Il n’était pas question de la louper. Son intervention le 16 mai dernier à l’IUT du Havre, lors du festival « Terres de paroles » avait marqué par son originalité et son aplomb. Avec un grand sourire et d’une voix douce, mais ferme, elle avait revendiqué la fidélité à l’esprit de l’œuvre lue à voix haute plutôt que le respect absolu du texte. Et défendu la nécessaire mélodie des mots, des phrases, de leur rythme propre qu’elle mettait d’ailleurs en musique. Un brin rebelle elle nous avait étonnés mais réjouis aussi car on était loin des exercices scolaires de lecture notés autrefois par des maîtres exigeants. Le débat un peu trop sérieux avait pris un coup d’air frais et son sourire d’ange rock en roll avait fait twister la salle… Du coup on avait voulu l’écouter à nouveau au Festival d’Avignon à la table ronde consacrée au corps où elle devait présenter son spectacle (1). Horaire modifié, spectacle complet… c’était raté !

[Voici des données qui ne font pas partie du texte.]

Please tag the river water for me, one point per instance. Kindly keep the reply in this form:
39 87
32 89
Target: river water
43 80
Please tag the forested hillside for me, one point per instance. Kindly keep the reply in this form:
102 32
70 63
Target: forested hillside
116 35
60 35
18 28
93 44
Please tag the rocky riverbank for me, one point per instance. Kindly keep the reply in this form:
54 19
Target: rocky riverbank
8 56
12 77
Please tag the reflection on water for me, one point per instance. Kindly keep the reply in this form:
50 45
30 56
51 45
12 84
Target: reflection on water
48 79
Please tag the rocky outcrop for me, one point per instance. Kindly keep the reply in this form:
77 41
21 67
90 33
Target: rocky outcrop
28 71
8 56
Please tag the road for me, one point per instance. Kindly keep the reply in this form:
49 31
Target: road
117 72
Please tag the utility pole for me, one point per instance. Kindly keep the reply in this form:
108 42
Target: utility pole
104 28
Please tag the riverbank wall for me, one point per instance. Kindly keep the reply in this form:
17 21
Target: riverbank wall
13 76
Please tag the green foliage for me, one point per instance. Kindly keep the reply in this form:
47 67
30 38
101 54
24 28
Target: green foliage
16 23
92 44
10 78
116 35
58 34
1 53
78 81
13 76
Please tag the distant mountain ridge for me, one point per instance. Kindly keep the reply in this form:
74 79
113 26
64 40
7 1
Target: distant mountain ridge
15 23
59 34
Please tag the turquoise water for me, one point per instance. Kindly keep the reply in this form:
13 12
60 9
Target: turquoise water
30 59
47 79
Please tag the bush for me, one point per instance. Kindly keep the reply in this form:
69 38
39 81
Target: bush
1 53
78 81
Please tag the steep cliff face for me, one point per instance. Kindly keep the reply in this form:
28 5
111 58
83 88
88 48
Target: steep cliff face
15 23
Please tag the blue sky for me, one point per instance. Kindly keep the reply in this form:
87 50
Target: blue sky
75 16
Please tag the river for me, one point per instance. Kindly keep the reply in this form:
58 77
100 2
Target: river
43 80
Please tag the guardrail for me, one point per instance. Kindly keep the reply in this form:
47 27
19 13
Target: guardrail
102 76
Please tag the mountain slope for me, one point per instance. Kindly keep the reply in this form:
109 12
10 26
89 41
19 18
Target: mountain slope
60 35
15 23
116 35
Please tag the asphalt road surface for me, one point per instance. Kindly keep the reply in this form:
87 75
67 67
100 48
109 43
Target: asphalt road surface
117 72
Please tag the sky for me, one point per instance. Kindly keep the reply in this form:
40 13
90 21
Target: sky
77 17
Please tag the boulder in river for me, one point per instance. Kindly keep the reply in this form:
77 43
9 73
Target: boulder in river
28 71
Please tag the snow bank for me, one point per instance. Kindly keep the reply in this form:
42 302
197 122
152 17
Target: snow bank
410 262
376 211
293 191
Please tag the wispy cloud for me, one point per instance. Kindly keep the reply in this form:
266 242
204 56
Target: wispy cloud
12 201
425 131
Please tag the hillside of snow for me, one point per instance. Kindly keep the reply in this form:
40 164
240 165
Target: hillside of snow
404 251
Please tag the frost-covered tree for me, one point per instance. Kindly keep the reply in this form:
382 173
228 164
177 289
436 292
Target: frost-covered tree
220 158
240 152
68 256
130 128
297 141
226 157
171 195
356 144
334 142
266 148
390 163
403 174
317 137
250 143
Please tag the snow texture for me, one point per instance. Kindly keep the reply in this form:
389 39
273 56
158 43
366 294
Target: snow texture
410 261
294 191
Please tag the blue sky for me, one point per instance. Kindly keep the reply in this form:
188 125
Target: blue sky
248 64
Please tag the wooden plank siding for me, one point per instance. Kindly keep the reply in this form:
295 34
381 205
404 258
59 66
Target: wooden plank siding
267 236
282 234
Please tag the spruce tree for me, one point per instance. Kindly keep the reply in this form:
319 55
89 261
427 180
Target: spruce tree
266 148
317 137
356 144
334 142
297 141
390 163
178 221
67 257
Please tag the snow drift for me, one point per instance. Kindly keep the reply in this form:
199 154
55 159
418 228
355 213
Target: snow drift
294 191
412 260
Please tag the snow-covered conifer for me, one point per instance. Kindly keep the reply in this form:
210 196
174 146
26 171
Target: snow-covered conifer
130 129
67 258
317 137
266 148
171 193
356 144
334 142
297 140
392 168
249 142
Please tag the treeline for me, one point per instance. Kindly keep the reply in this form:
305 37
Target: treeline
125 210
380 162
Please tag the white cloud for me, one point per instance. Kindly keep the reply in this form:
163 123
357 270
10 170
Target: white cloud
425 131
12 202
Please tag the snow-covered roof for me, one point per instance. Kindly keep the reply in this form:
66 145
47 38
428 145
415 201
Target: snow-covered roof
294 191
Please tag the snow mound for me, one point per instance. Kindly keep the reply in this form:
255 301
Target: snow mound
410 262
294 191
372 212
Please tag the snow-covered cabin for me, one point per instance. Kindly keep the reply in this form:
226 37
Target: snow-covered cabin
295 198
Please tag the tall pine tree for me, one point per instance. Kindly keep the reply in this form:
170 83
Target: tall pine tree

Alors, pour son retour au Havre on était prêts à attendre l’ouverture des grilles sous la pluie !
Le Magic Mirrors. L’endroit idéal pour évoquer la Roumanie: l’ambiance un peu tzigane, les miroirs, le velours rouge, le bar, les instruments de musique sur scène… C’était parfait !
Pendant 1 H 30 Lola Lafon se lance avec grâce dans un spectacle hors norme. Une lecture ? Plutôt une mise en scène de son roman.

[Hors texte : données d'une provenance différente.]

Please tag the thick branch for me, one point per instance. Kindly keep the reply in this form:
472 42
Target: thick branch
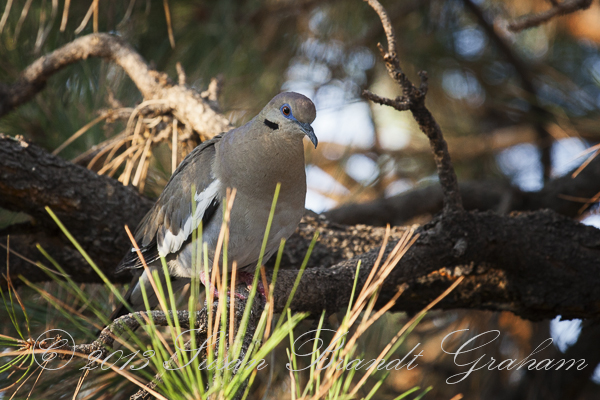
528 263
187 105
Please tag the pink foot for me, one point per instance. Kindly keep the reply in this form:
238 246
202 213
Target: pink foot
205 281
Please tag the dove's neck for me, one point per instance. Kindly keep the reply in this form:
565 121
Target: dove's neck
271 158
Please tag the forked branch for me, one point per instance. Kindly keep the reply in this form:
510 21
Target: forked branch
562 8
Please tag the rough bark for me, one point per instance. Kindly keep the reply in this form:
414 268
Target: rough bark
527 263
187 105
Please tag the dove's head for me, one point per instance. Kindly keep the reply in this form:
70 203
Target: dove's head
291 113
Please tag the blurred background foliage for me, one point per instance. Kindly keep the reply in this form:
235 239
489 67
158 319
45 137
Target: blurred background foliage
479 92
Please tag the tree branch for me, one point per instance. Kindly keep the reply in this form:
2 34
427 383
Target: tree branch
519 263
562 8
413 99
187 105
565 195
539 115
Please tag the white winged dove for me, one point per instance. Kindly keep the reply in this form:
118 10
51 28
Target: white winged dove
252 159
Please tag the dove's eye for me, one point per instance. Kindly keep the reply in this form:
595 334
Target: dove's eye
286 110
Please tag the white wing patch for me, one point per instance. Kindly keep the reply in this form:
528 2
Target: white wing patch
172 243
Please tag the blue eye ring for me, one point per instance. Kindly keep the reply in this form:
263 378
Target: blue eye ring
286 110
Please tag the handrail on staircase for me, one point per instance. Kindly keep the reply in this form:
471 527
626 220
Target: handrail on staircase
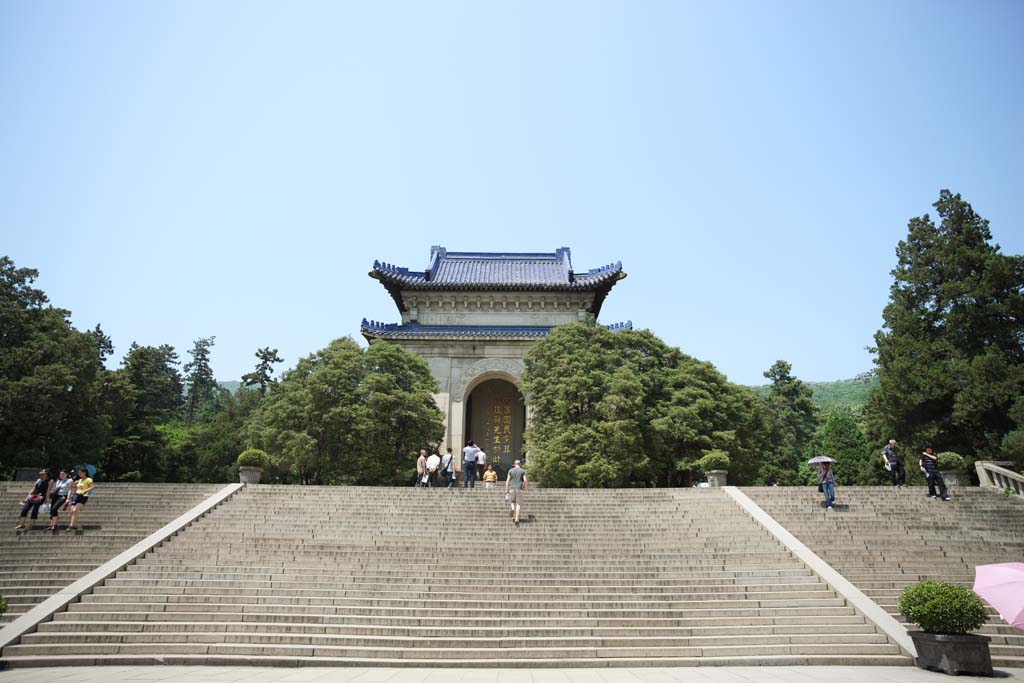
993 474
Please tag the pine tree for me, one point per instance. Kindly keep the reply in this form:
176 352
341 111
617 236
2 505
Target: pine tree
263 375
199 380
950 355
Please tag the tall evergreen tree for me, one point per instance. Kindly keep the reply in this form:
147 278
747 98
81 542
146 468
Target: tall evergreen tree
950 354
143 394
345 415
201 385
841 438
263 375
51 378
792 421
615 408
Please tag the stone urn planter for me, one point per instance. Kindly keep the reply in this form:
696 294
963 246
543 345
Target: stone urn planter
250 474
952 477
717 477
946 614
967 653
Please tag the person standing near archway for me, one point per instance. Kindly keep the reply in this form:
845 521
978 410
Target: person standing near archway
515 484
469 465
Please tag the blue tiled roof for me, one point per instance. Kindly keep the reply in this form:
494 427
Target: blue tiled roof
504 270
375 330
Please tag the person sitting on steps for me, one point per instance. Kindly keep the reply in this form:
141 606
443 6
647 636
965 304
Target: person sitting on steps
58 497
83 488
40 491
930 464
489 477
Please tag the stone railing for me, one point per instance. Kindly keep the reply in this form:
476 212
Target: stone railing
995 475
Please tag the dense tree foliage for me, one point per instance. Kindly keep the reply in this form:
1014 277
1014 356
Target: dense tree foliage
615 408
950 355
262 376
200 383
607 409
51 377
858 461
347 415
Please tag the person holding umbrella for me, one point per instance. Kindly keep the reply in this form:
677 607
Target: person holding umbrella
826 479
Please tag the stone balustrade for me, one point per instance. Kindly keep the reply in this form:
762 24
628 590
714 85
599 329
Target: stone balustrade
995 474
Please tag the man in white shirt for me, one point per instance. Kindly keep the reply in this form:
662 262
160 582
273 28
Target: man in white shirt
433 462
469 465
448 468
481 464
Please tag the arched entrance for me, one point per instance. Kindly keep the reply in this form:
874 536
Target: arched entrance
496 419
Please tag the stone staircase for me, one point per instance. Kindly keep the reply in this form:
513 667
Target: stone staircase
885 539
354 575
36 563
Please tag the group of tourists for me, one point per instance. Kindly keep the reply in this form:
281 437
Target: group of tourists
474 466
928 464
51 494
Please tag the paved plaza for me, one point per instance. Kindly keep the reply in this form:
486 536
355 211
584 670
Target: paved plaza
398 675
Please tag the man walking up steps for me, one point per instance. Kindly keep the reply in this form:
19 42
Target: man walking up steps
515 484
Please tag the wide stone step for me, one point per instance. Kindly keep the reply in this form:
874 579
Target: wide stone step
138 629
445 652
290 662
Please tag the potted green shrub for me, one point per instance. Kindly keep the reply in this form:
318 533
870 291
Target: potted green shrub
946 614
251 463
715 465
951 466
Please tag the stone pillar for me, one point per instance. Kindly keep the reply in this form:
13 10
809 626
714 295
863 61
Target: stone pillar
457 429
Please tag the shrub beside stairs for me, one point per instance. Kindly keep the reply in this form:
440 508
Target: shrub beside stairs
294 575
884 539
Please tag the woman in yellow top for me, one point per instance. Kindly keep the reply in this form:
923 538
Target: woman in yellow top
83 487
489 477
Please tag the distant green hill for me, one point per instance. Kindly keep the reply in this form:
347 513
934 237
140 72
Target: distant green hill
231 386
850 393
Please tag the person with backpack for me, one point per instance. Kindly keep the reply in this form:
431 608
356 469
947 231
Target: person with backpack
421 469
433 462
40 491
58 498
469 465
448 468
827 480
893 463
83 489
929 463
515 484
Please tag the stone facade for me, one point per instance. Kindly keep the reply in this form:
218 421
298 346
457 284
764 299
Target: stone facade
472 316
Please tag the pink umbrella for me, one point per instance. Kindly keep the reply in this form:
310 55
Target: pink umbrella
1003 587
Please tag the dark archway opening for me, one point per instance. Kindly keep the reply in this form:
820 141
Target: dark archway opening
496 419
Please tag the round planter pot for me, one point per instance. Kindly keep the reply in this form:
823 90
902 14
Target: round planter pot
952 477
952 654
249 474
717 477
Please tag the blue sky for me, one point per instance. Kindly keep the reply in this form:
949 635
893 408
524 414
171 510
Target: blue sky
185 169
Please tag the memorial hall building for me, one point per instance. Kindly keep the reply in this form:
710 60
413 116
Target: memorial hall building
472 315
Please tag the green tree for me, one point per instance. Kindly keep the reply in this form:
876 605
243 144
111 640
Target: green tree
950 354
792 421
840 437
51 378
615 408
202 387
263 375
345 415
143 394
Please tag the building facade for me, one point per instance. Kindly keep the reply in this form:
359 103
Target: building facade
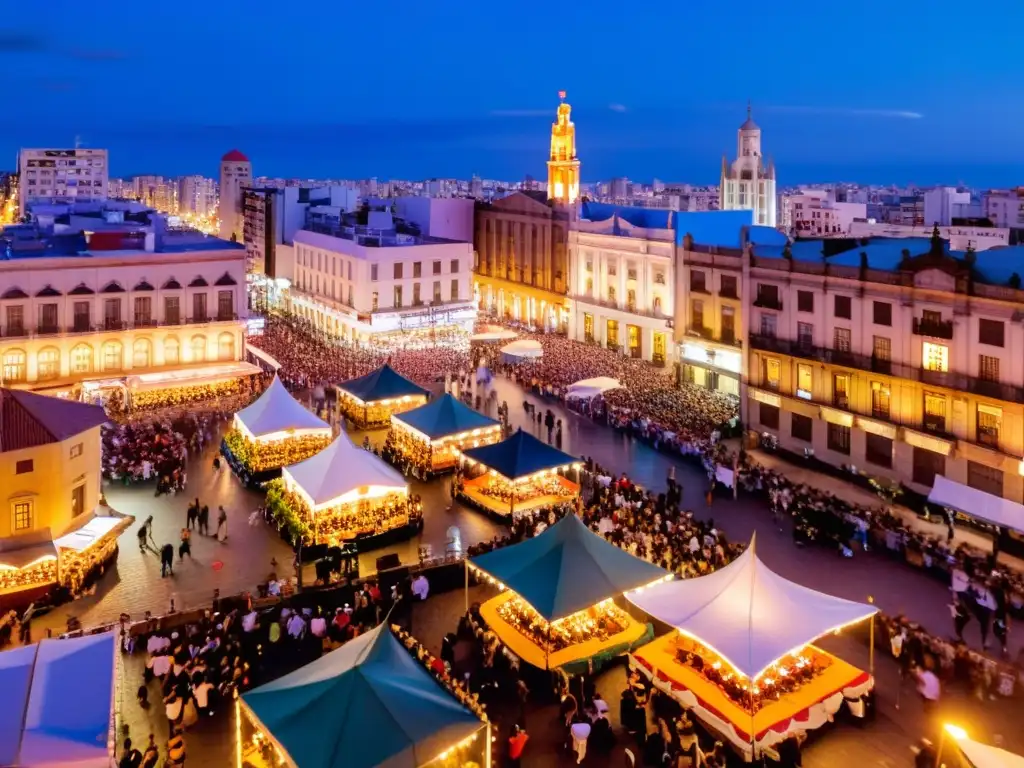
521 261
905 373
236 176
61 176
748 183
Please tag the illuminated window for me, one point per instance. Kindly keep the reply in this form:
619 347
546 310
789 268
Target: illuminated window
935 356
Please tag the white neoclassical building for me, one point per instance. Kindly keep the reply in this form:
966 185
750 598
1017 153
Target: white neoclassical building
622 281
748 183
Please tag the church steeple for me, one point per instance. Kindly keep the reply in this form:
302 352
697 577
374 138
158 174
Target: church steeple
563 166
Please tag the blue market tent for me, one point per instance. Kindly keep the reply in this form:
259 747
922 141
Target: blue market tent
519 456
382 384
567 568
367 704
442 417
57 702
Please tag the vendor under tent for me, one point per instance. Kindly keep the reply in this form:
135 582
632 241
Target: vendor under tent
431 436
742 660
557 606
522 350
341 494
58 699
371 400
518 475
272 432
367 704
589 388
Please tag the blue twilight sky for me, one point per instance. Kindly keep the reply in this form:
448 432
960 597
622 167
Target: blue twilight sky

Elle enchaîne la lecture des passages clés de la carrière époustouflante de la jeune gymnaste, Nadia Comaneci, prodige inégalée des années 70 qui avait fait boguer les ordinateurs de notations ! 10/10, on n’avait jamais vu ça ! Même à Montréal. Quelle panique ! (« La Roumaine a-t-elle –ou quelqu’un de l’équipe- eu accès aux ordinateurs ? Aurait-elle avalé des produits qui, peut-être, troubleraient le système ? Vous avez perdu la tête mon gars… » p.15).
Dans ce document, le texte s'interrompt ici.